Case ID: md-app_2/html/0659-01.html
Source: Caselaw Access Project
Author: {"author": "PER Curiam.", "license": "Public Domain", "url": "https://static.case.law/"}
Date Created: 2024-08-24T03:29:51.129683

MARIE M. NEIL v. STATE OF MARYLAND
    [No. 8,
    September Term, 1967.]
    
      
      Decided January 2, 1968.
    
    The cause was argued before Murphy, C. J., and Anderson, Morton, Orth, and Thompson, JJ.
    
      Stanley S. Cohen for appellant.
    
      Edward F. Borgerding, Assistant Attorney General, with whom were Francis B. Burch, Attorney General, Charles E. Moylan, Jr., State’s Attorney for Baltimore City, and William Lenhard, Assistant State’s Attorney for Baltimore City, on the brief, for appellee.
   PER Curiam.

The Appellant, Marie M. Neil, was tried upon an agreed statement of facts before the Honorable Meyer M. Cardin, sitting in the Criminal Court of Baltimore without a jury, and found guilty of storehouse breaking.
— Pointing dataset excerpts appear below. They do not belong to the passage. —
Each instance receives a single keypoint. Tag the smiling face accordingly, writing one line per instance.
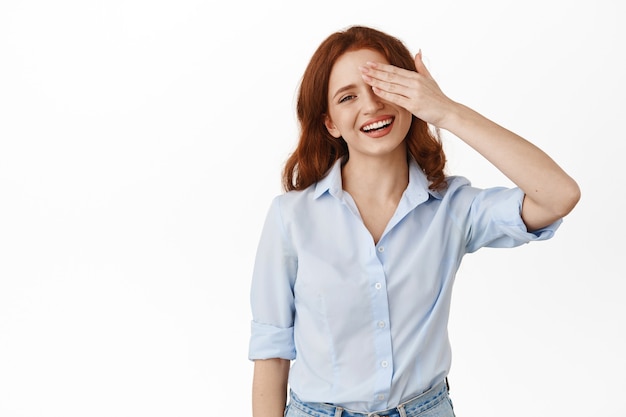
(370, 125)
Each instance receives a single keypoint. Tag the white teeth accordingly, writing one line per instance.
(377, 125)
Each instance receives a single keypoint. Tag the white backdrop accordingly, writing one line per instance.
(142, 141)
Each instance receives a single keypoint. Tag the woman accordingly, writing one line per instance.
(353, 277)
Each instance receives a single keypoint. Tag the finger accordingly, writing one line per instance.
(386, 86)
(386, 72)
(420, 67)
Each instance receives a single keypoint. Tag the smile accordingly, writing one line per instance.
(381, 124)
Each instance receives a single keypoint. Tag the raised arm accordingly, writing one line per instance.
(550, 193)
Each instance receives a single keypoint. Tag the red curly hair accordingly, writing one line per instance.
(317, 150)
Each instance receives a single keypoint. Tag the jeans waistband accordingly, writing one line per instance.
(412, 407)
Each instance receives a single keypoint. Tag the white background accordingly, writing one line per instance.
(142, 141)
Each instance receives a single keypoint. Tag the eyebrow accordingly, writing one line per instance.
(344, 88)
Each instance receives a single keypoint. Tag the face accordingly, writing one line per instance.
(370, 125)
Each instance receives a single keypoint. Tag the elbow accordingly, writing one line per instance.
(569, 198)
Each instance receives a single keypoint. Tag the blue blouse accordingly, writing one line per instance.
(366, 324)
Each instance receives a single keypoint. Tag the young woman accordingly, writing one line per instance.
(353, 277)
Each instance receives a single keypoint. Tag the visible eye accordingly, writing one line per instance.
(346, 98)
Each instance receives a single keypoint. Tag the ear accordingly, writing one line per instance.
(330, 126)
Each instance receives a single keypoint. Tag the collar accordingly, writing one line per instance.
(417, 191)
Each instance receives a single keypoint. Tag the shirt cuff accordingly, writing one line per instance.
(268, 342)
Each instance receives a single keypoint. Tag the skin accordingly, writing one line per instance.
(363, 87)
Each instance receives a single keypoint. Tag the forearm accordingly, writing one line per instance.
(269, 387)
(550, 192)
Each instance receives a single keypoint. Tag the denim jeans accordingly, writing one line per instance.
(433, 403)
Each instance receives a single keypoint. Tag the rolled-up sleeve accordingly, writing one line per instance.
(495, 220)
(271, 295)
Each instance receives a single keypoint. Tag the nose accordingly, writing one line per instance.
(371, 102)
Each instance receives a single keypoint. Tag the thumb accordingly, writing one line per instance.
(420, 67)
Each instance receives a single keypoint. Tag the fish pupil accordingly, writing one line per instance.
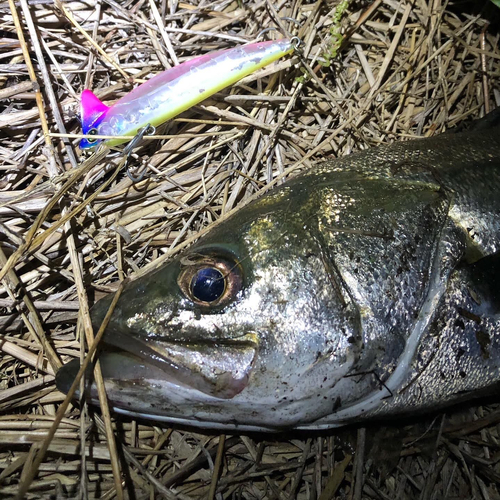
(208, 284)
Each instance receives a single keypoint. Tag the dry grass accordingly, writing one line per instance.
(71, 228)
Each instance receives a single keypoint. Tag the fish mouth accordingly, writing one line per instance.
(220, 369)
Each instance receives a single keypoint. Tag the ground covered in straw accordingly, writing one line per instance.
(73, 225)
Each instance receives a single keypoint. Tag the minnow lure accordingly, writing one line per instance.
(173, 91)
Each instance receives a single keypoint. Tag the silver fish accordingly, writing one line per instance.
(365, 287)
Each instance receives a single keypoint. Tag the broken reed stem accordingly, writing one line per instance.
(31, 473)
(49, 91)
(34, 80)
(34, 325)
(217, 467)
(75, 23)
(89, 334)
(31, 243)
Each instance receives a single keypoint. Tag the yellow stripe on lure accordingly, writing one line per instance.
(170, 93)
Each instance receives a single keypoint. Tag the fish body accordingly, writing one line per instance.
(364, 287)
(175, 90)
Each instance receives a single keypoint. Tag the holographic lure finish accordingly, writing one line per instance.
(175, 90)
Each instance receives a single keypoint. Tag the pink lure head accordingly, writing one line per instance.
(92, 112)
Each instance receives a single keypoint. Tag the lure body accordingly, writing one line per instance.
(175, 90)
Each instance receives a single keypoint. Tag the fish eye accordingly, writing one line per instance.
(92, 131)
(208, 280)
(208, 284)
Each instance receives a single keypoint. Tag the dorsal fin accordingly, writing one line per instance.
(91, 110)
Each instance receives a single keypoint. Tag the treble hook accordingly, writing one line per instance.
(127, 150)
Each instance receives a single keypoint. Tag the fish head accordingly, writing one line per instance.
(92, 113)
(232, 332)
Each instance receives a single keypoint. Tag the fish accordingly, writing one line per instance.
(364, 288)
(175, 90)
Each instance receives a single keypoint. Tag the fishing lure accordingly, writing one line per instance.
(173, 91)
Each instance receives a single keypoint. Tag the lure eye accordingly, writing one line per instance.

She was sentenced to not more than three years in the Maryland Correctional Institution for Women.

In this appeal, the sole contention is the legal sufficiency of the evidence to sustain her conviction.

The record indicates that as a result of a number of burglaries, Baltimore City Police officers were “staked out” on the premises of Zepp’s Photo Supply Company during the evening of October 22, 1966. At approximately 8:50 P.M., an automobile backed into the rear yard of the premises and the Appellant’s co-defendant, Clifton Price, Jr., an employee of Zepp’s, got out of the car. Fairley White, another co-defendant and also an employee of Zepp’s, was observed by the police in the rear seat of the car. Price entered the building by opening the rear door and was apprehended a few seconds later by one of the officers as he began running toward the second floor of the building. Going out to the car, the officer arrested the Appellant, who was sitting in the right hand front seat. The record further indicates that in the interim, co-defendant White and a third person whose identity remains unknown, left the car and fled from the scene.

The Appellant testified that she had met the men earlier that evening in a bar. When the bartender requested her to leave she went to the car with her co-defendants and continued drinking. She further testified that her co-defendants told her that they were going to pick up some girls, and told her nothing about “robbing or going to rob.” The Appellant stated that she was “almost intoxicated” and further testified “I don’t remember nothing.”

The Court of Appeals in Johnson v. State, 227 Md. 159, held that “presence of the accused at the scene of a crime is an important element that may be considered in determining the guilt or innocence of a person charged with the crime, Tasco v. State, 223 Md. 503, 509; but presence, alone, at the place where the crime has been committed is not sufficient to establish participation in the perpetration of the crime. Watson v. State, 208 Md. 210.”

In the instant case, we find that the Appellant was in the company of co-defendant Price, both before and during the time when the crime was committed. She was most certainly in the vicinity of the scene of the crime when it was committed. As stated in Johnson, supra, mere presence, alone, will not suffice to sustain a conviction; and yet the Appellant’s presence was the only evidence before the lower Court to connect her with the commission of the crime. There was no evidence that she participated in the execution of the crime in any manner. There was no testimony that the Appellant assisted in the planning or in the execution of the crime, or that she, in fact, knew that the crime was going to be committed. It is significant that the Appellant, unlike her co-defendant White and the unknown third person, made no attempt to flee the scene of the crime.

This case is not unlike Spencer v. State, 1 Md. App. 264, 267, and, we hold here, as we did there, that on the record before us the evidence adduced at the trial was legally insufficient to support the lower court's verdict of guilty.

Accordingly, it must be set aside as clearly erroneous. Maryland Rule 1086.

Judgment reversed and case remanded for a new trial.